San Pedro News Pilot, Volume 18, Number 202, 26 October 1945
By BOB THOMAS – The Associated Press
Hollywood—Movie making has not changed much in 30 years, says Dorothy Gish, and she ought to know. “Should I ask when you made your first picture?” I inquired cautiously. You know how touchy actresses are about their age. “Certainly you may ask,” she responded graciously
“It was in 1912. In that year we made a one-reel drama for D. W. Griffith.” Miss Gish had made her stage debut at the age of four, as a “male impersonator,” playing Willie in “East Lynn.’ She swears to this day she has a reversion to wearing pants because of Hat role. During their early stage careers, Dorothy and Lillian became close friends with another girl actress, Gladys Smith. One day the sisters saw their friend in a movie and they called the film studio to talk to her. The studio declared there was no Gladys Smith there, but there was a star, Mary Pickford, who formerly bore that name. The girls figured if Gladys could do it, they could, and went to see D. W. Griffith. He put them right into a picture. “My sister and I played two girls whose brother left them in the cook’s care when he went to work,” she related. “But it turned out the cook was in cahoots with a robber and they threatened us. Finally we got to a telephone and our brother arrived just in time.’ Right now Miss Gish is acting in a somewhat more sophisticated picture called “Centennial Summer.” But she claims the art of making pictures has not changed much.

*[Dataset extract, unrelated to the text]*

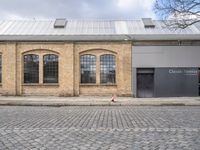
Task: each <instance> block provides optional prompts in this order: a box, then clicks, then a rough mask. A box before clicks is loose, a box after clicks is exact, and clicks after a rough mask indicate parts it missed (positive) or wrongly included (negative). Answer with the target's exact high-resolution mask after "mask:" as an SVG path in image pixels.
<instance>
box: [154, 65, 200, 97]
mask: <svg viewBox="0 0 200 150" xmlns="http://www.w3.org/2000/svg"><path fill="white" fill-rule="evenodd" d="M154 96H155V97H174V96H198V69H197V68H156V69H155V74H154Z"/></svg>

“You have the same long waits while the camera and lights are set up,” she said. “And acting has not changed much except that you can use your voice instead of relying merely on pantomime. “One thing about acting in pictures now—it is much easier. You don’t have to do a thing. You come in the morning and someone fixes your hair. Then someone else dresses you in your costume. All you have to do is act. “In the old days we did all that ourselves. Also I would often design my own costumes.

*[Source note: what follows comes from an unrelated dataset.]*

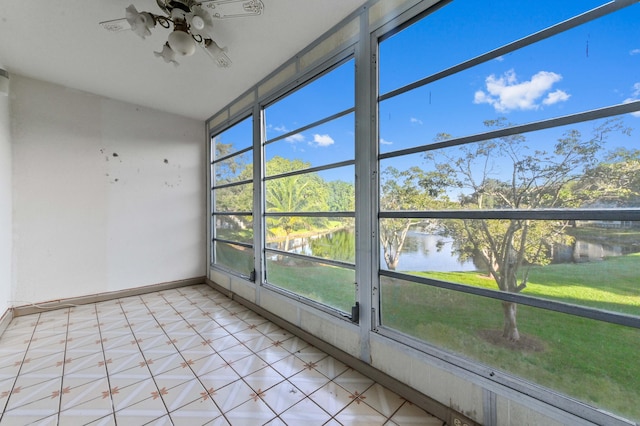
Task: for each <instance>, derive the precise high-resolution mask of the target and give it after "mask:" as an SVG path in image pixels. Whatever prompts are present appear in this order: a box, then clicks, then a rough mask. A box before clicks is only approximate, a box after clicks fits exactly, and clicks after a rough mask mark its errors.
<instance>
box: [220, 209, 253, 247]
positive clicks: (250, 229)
mask: <svg viewBox="0 0 640 426" xmlns="http://www.w3.org/2000/svg"><path fill="white" fill-rule="evenodd" d="M213 218H214V223H215V228H216V234H215V236H216V238H220V239H222V240H229V241H237V242H240V243H247V244H253V217H252V216H240V215H233V216H215V215H214V217H213Z"/></svg>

In fact, I knew nearly everything about film making. If there was a new cameraman on the picture, I could show him how to light my face to the best advantage.” As for the actual shooting of a picture, not much has been developed since the early silent days, she said. Even the boom shots which her director, Otto Preminger, is fond of are nothing new. She said D. W. Griffith took some of his spectacle shots in “Intolerance” from a moving wooden platform. It might be pertinent to add, however, that actors’ salaries have changed quite a bit since those days.